Massacre à la Tronçonneuse (1974)
J'ai ouvert le bal des films d'horreur en ce week-end de Halloween avec Shining (1980) et bien continuons avec un autre classique du cinéma dans un autre registre, ce que les américains appellent un "slasher film" : « Massacre à la Tronçonneuse » de Tobe Hooper, film paru en 1974.

Là aussi, il y a pas mal de choses à dire, mais je vais d'abord vous raconter brièvement l'histoire.
Nous suivons cinq jeunes adultes (ils doivent avoir entre 18 et 25 ans) qui se baladent au Texas dans un minibus, ils veulent juste prendre du bon temps et s'arrêtent à une station service qui ne peut - malheureusement pour eux - les dépanner car il n'y a plus d'essence. Ils profitent du peu de carburant qu'ils leur reste pour aller dans la maison d'enfance de deux d'entre eux qui est à quelques minutes de là, Sally et Franklin étant frère et sœur. Sauf que... c'est un coin perdu et le (seul) voisin des lieux n'est pas net du tout.
Premièrement, on peut dire qu'à l'image de Shining, il y a un gros travail autour de l'ambiance que le film doit retransmettre.

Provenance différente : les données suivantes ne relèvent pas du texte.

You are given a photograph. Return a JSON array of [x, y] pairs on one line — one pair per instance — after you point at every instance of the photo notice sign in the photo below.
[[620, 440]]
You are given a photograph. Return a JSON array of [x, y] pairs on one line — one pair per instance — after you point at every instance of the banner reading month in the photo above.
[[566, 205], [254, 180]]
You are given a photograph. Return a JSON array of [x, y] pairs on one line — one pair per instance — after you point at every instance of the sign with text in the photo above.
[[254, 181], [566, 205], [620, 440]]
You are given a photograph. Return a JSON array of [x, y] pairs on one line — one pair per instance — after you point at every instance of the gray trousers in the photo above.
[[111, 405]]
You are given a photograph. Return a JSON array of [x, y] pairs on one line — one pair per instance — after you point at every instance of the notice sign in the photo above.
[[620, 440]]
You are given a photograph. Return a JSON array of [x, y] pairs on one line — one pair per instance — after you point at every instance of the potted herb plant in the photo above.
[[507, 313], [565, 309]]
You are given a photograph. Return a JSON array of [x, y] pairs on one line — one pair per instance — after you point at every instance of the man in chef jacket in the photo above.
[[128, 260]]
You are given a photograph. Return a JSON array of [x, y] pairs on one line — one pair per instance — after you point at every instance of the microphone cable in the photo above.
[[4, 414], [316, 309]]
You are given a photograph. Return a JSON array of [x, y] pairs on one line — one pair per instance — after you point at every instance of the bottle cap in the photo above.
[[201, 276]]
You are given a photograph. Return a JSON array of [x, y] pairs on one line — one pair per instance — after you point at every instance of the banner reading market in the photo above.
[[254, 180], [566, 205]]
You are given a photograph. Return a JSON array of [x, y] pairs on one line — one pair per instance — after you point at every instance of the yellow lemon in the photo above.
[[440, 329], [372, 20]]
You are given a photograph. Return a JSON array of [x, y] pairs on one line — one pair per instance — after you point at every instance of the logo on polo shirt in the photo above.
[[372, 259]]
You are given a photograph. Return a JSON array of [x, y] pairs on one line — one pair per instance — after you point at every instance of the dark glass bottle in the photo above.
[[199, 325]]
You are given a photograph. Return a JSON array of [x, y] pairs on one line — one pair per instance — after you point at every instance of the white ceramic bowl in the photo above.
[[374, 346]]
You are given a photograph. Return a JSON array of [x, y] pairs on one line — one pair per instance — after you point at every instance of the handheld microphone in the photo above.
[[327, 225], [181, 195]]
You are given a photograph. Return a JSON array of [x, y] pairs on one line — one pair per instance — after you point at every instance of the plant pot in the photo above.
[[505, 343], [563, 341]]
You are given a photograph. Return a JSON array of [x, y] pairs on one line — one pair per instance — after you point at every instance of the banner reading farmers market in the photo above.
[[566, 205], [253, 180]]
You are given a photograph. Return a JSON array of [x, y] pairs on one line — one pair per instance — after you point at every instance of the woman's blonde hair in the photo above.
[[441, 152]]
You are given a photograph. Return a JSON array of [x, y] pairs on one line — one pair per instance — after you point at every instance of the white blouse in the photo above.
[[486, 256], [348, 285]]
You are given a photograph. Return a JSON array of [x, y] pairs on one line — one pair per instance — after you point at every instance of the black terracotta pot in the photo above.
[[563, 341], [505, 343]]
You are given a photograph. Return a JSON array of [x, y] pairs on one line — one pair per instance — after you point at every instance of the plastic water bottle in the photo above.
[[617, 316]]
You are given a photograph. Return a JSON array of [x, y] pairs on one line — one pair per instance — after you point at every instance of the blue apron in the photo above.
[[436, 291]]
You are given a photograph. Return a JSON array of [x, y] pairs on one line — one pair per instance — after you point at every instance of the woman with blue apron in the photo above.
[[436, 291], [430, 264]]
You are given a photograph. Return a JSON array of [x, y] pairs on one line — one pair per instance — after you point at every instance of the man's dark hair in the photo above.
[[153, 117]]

Ça se passe pendant un été, ce qui fait que le moral des protagonistes est déjà entaché à cause des fortes températures ; l'action se déroule dans un coin perdu qu'ils ne connaissent pas, ce qui signifie que personne ne pourra vraiment les aider s'il se passe quelque chose ; le fait qu'ils n'ont plus de carburant nous montre bien qu'ils n'auront aucun moyen de fuir. Autant d'éléments qui appuient sur l'idée que l'environnement n'est pas des plus idéals et c'est ce qui fait que l'on a plus ou moins peur pour eux alors même qu'il ne se passe pas grand chose au début du film.
N'empêche que si le film de Tobe Hooper est resté dans la mémoire collective comme étant l'un des plus grands film d'horreur de l'histoire du cinéma, c'est aussi - et surtout - pour l'image qui nous vient en tête lorsqu'on pense au film, cette fameuse tronçonneuse qu'utilise le grand cinglé pour tuer ses victimes. C'est l'outil tranchant par excellence, tant par le bruit que notre cerveau interprète comme un "potentiel" danger que par le fait que cela coupe tout, rendant les chances de survies nulles si on est touché par cela.
Un mot sur les personnages qui personnifient un peu l'image que l'on a des jeunes adultes naïfs, qui pensent que le monde est tout beau et gentil. Les voir se séparer dès le début (parce que deux d'entre eux veulent se baigner dans l'eau ; un lac étant situé à une centaine de mètres) alors qu'ils ne connaissent pas bien les lieux, aller dans des maisons qui semblent abandonnées, entrer tour à tour dedans, au lieu d'y aller en même (parce que quitte à y aller, faites-le ensemble quoi) ; ça accentue cette idée que s'il se passe quelque chose, les pauvres, n'y pourront rien y faire.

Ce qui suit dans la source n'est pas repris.